Weitere JF-Autoren aus dem Gründungskreis sind: Dr. Heiner Kappel (ehemals Vorsitzender des Bundes Freier Bürger, heute Deutsche Partei/Die Freiheitlichen), Uwe Greve (Landesvorsitzender der schleswig-holsteinischen Ost- und Mitteldeutschen Vereinigung [OMV] in der CDU ), Hans-Jürgen Mahlitz (Chefredakteur Allgemeine Preußische Zeitung/Das Ostpreußenblatt), Prof. Erwin K. Scheuch, Alexander von Stahl (Generalbundesanwalt a.D. und Rechtsvertreter der JF im Streit mit dem NRW-Verfassungsschutz) und nicht zuletzt der eingangs erwähnte Historiker Karlheinz Weißmann, Leiter des „Instituts für Staatspolitik“ (IfS), das u.a. die neue Zeitschrift „Sezession“ herausgibt (vgl. Kellershohn 2003). Der Unterzeichner und JF-Autor Christian Vollradt, stellvertretender Vorsitzender der Paneuropa Jugend Niedersachsen/Bremen, schreibt in dieser Zeitschrift.

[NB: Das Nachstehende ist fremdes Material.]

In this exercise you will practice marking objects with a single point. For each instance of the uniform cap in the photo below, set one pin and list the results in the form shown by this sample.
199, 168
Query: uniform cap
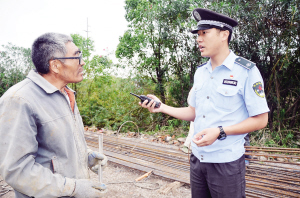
208, 19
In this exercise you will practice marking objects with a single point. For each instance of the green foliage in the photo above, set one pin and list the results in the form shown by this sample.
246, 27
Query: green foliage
158, 44
15, 63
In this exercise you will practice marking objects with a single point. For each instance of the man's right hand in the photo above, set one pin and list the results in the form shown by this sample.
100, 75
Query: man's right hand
151, 104
86, 188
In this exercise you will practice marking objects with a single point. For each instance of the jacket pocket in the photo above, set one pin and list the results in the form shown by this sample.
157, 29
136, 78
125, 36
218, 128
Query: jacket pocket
56, 166
227, 98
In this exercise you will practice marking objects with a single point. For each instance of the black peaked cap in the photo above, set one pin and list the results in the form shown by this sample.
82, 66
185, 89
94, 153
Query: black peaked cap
207, 19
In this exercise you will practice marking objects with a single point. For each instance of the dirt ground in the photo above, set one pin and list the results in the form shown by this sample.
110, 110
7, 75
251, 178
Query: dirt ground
119, 182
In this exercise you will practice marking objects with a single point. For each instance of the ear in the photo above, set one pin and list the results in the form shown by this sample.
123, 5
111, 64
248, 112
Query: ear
54, 66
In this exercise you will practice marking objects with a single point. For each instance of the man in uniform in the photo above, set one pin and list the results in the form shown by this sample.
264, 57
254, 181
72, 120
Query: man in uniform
43, 152
226, 103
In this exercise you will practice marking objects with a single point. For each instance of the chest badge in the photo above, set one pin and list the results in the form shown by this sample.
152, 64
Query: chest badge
229, 82
258, 89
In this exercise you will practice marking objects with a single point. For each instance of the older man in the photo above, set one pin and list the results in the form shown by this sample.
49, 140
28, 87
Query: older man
43, 152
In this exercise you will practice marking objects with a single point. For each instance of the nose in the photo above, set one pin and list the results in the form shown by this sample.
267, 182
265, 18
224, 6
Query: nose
82, 62
199, 39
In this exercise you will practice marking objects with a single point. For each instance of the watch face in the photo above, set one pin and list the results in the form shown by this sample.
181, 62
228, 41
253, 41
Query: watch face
222, 136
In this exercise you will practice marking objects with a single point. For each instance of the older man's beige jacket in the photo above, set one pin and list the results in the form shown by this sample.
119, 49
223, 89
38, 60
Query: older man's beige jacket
42, 145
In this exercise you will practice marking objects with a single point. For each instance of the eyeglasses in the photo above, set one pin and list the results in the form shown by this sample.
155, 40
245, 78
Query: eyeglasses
78, 57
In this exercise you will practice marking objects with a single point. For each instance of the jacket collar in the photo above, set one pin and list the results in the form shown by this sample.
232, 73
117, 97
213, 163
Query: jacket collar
228, 62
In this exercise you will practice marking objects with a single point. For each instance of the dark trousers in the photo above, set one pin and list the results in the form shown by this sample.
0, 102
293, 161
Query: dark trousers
217, 180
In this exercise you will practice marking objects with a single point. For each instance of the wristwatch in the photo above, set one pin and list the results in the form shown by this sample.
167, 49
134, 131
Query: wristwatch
222, 135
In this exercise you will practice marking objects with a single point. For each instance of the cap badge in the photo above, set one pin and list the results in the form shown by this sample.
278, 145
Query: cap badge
197, 15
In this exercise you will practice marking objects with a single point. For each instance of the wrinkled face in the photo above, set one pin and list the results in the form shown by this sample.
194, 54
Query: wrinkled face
71, 71
209, 42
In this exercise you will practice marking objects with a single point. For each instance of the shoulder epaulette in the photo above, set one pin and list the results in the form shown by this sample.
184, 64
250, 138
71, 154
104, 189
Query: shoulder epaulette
244, 62
201, 65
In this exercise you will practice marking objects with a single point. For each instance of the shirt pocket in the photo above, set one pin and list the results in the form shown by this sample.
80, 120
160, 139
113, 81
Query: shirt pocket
227, 98
56, 165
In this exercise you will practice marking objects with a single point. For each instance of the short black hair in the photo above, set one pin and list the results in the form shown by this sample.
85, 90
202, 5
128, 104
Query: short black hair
46, 47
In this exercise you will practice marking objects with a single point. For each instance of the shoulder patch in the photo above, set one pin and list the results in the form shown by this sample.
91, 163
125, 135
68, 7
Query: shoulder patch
244, 62
201, 65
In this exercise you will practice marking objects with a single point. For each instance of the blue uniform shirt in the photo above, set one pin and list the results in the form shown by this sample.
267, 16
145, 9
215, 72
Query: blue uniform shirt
224, 97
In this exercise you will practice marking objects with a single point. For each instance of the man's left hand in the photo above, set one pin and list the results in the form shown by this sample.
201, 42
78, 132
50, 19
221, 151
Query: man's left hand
206, 137
93, 161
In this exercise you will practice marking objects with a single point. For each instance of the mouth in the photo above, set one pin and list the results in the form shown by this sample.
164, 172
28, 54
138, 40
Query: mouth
201, 47
81, 71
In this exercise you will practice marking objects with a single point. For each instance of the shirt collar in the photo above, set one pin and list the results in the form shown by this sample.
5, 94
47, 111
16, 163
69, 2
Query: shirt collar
228, 62
43, 83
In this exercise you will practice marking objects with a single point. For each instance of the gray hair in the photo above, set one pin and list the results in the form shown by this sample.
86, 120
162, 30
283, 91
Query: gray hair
46, 47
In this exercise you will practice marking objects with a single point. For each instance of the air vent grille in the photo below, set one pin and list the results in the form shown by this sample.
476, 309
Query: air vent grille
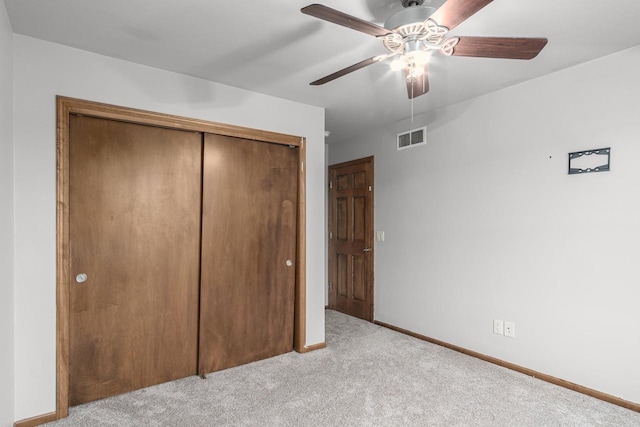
412, 138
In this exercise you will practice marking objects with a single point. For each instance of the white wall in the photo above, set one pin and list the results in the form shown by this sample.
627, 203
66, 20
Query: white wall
6, 220
484, 222
44, 70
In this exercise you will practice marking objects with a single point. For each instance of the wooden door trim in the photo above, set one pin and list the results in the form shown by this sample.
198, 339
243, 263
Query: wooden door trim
65, 107
332, 219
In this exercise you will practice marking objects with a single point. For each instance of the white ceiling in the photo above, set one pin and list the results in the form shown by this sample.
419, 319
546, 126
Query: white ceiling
268, 46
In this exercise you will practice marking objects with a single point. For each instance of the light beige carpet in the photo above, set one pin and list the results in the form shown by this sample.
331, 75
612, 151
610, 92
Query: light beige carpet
367, 376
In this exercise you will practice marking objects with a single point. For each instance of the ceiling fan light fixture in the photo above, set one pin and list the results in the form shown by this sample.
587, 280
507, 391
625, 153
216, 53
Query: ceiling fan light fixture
414, 71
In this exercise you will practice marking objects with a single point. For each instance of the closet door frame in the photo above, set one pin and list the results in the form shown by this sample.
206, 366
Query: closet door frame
67, 106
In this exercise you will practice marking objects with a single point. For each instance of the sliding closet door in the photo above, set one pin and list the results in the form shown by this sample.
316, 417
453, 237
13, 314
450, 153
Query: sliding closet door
134, 245
248, 251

Als Interviewpartner der JF stellten sich aus dem Kreis der Gründungsmitglieder folgende Personen zur Verfügung: Herbert Fleissner, Dr. Heiner Kappel, Achim Rohde (FDP), Erwin K. Scheuch (griff in seinem letzten Interview den NRW-Verfassungsschutz an; vgl. JF 41/2003), Alexander v. Stahl, Erika Steinbach (Präsidentin des Bundes der Vertriebenen, stellvertretende Vorsitzende der OMV) und Weißmann.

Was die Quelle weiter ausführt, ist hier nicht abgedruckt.